Well, anyway, he asked me what I was interested in, and I said I’d always had an idea I should like to write. He said that was an awfully good idea, and I ought to encourage it by trying my hand at a little sketch or article every day, or by just putting down my observations of people and things as I saw them. I’m sure I get subjects enough in this house, as far as matrimony goes, anyhow. Indeed, my dear, from what I see of men, I’m very glad there are other ways out of my troubles than what Dr. Trevor calls the direct way!! Do you mind, please, not throwing my letters away—just stick them in one of the drawers in my old desk when you’ve finished with them, because I think I might use some of the funny little incidents that happen here to work up into a novel some time. One puts these things down when they are fresh in one’s mind, and then one forgets about them.

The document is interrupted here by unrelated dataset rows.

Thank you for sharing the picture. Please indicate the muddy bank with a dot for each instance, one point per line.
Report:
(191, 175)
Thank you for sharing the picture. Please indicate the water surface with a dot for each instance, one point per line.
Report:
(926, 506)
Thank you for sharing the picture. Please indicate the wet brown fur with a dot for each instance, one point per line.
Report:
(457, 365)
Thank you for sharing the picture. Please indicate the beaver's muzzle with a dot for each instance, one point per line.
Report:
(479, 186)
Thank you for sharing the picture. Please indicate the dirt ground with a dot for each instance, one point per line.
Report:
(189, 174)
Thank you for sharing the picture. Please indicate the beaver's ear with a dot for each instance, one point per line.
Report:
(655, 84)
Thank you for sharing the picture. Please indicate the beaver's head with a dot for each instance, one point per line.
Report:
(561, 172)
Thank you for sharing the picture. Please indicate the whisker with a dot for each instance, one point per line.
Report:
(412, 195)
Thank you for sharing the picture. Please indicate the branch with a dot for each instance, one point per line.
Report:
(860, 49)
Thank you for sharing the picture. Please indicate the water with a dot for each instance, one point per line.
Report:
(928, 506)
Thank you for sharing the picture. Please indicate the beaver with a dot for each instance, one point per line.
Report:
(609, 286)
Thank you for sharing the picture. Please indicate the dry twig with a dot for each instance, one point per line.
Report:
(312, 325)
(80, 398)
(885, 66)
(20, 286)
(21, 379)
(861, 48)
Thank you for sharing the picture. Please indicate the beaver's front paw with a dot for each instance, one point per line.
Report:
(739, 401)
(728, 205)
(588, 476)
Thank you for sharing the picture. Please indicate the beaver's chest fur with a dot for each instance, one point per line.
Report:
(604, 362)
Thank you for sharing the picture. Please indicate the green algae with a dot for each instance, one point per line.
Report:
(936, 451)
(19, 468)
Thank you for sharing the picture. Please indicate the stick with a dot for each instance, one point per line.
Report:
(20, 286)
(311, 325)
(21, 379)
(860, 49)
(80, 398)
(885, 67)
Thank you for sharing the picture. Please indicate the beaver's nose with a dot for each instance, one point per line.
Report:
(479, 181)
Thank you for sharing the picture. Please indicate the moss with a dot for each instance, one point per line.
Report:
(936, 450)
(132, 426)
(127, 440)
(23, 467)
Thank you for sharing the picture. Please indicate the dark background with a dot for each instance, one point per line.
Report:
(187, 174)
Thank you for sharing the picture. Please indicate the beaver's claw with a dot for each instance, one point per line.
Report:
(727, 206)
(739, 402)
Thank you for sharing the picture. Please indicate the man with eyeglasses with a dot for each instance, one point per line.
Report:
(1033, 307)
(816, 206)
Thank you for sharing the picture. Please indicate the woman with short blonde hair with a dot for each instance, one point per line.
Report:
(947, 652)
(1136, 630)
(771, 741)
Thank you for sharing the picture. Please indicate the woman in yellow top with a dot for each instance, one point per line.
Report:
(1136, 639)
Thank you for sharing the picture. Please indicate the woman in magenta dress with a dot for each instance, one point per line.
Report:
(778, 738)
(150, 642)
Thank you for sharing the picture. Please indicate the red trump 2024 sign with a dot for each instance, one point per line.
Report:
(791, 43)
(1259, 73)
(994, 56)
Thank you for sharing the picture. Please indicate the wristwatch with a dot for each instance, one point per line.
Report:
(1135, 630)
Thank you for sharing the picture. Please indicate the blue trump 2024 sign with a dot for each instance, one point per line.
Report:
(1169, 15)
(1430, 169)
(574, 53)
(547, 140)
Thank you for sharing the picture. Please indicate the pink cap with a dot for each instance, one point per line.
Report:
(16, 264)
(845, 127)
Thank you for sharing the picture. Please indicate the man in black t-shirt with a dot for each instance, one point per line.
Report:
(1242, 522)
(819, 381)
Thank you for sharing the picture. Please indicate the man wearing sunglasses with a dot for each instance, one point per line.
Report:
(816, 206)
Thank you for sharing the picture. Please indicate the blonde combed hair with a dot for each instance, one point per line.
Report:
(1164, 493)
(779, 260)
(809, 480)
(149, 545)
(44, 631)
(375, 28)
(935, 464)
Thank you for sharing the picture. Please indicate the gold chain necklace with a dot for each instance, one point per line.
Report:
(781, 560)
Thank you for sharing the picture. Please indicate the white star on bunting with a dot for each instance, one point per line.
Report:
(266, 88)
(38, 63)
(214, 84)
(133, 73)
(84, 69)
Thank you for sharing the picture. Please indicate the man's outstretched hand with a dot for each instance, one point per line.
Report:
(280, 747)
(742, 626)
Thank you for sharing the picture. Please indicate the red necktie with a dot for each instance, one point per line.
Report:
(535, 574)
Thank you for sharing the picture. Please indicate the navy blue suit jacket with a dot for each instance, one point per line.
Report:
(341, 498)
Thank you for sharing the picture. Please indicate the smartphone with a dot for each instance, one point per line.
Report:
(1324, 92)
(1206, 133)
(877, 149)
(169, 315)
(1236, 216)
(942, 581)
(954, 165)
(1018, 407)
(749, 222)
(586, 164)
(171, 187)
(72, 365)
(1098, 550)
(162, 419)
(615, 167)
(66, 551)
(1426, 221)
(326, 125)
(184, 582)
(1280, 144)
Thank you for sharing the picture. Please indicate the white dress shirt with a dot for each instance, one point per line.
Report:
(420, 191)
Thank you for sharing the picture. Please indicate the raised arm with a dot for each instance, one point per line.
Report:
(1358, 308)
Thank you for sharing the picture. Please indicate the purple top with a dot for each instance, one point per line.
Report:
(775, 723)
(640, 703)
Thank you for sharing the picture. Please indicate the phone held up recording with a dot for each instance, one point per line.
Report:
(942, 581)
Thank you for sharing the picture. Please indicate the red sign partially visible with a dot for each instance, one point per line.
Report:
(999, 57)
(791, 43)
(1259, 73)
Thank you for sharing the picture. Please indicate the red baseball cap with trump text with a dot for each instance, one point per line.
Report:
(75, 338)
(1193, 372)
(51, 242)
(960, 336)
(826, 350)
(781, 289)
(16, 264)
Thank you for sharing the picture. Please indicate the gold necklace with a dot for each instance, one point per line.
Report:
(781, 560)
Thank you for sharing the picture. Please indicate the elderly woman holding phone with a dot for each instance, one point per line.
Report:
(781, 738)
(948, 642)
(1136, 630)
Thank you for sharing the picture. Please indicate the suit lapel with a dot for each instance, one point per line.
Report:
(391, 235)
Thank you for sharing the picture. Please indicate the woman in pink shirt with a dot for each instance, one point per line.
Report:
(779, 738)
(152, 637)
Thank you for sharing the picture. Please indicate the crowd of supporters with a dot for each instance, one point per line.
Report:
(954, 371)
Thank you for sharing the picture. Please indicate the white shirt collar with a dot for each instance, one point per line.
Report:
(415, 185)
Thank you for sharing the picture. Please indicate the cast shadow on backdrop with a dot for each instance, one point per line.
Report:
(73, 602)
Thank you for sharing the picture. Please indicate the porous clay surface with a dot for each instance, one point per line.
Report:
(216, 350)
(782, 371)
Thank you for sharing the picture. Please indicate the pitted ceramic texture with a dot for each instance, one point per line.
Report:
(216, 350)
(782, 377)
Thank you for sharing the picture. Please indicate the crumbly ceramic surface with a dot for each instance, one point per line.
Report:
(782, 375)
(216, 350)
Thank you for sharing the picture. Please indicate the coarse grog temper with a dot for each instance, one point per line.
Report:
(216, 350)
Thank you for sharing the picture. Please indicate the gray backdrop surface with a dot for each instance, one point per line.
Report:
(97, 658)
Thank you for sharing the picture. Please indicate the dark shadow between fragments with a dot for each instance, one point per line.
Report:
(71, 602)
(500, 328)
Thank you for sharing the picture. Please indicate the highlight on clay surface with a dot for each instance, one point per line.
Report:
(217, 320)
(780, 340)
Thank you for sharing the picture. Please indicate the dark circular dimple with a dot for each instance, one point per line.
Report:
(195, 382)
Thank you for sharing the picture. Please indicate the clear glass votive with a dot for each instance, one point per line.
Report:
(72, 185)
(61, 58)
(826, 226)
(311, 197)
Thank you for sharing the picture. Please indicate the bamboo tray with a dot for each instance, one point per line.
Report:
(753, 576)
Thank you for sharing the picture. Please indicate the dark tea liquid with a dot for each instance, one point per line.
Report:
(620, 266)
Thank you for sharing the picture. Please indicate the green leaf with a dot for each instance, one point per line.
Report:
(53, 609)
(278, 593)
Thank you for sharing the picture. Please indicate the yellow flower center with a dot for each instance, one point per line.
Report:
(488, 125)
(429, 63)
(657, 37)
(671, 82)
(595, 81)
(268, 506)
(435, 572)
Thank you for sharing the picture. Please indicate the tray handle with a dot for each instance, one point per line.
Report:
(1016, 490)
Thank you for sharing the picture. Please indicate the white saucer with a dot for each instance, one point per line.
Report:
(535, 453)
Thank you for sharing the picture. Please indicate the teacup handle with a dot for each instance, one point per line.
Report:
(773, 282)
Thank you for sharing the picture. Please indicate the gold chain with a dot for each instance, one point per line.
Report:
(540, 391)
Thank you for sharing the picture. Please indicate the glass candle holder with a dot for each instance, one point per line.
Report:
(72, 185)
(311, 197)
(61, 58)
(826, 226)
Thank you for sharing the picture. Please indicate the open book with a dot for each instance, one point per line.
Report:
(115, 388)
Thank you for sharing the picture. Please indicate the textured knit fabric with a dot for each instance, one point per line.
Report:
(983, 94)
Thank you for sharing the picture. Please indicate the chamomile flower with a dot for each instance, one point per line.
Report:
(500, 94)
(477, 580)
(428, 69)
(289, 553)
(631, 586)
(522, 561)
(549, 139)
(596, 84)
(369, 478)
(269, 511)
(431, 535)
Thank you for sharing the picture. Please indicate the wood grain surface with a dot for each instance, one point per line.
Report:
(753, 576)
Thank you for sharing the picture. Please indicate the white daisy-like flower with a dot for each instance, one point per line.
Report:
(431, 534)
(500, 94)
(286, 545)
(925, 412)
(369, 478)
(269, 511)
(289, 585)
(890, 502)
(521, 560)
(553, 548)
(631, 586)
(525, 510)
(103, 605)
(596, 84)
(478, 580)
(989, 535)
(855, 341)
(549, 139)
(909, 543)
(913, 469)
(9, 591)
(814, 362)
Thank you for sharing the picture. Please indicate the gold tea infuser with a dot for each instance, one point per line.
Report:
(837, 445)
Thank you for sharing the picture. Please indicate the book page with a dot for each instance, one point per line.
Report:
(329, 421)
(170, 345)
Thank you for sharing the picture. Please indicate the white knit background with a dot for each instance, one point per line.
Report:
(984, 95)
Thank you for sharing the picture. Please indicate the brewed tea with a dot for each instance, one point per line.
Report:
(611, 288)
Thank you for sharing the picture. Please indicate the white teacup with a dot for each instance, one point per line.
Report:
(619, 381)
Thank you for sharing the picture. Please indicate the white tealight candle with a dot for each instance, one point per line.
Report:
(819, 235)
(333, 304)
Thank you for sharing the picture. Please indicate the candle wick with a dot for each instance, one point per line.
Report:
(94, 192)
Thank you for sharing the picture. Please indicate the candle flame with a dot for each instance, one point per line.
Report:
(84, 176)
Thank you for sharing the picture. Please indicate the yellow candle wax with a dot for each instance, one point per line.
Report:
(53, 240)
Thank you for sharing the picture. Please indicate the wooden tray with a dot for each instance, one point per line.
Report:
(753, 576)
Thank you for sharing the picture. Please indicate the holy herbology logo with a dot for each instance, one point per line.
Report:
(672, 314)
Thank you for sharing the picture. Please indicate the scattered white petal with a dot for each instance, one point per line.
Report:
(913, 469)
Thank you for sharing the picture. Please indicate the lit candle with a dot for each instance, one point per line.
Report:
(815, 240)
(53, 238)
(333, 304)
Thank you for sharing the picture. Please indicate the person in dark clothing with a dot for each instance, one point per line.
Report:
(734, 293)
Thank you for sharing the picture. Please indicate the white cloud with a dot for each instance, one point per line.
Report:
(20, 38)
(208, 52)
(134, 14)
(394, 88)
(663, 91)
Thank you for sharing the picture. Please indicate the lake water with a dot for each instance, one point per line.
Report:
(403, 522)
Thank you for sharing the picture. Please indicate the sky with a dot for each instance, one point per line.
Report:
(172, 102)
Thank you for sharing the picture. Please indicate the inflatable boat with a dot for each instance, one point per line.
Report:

Well, we are jogging along here in our usual placid way—with the usual little outbreaks, of course, when a meal goes wrong, as they will sometimes, with all my care. Mr. Harrison is such an expert, you know, that it is very hard for a person with only one pair of hands to keep everything up to his high standard. And, fond though I am, and always shall be, of dear Mrs. Harrison, I do sometimes wish that she was just a little more practical. If anything at all is left to her to do, she is so apt to lose herself in a book or a daydream and forget all about it. She always says she ought to have been born to ten thousand a year—but who of us could not say that? I always feel myself that I was really meant to “sit on a cushion and sew a fine seam”—you remember the games we used to play about being princesses in the Arabian Nights, with a train of a hundred black slaves, carrying alabaster bowls filled with rubies—but alas! life is life and we have to make the best of it. And I do sometimes feel it a little unfair that so much should come upon my shoulders. Women do want romance in their lives, and there is so little of it about. Of course, as you know, I do feel for Mrs. Harrison—her husband is such a dry sort of man and so lacking in sympathy. I do what I can, but that is not the same thing and it is very worrying. I must learn to detach myself. Dr. Trevor says it is very important to cultivate detachment.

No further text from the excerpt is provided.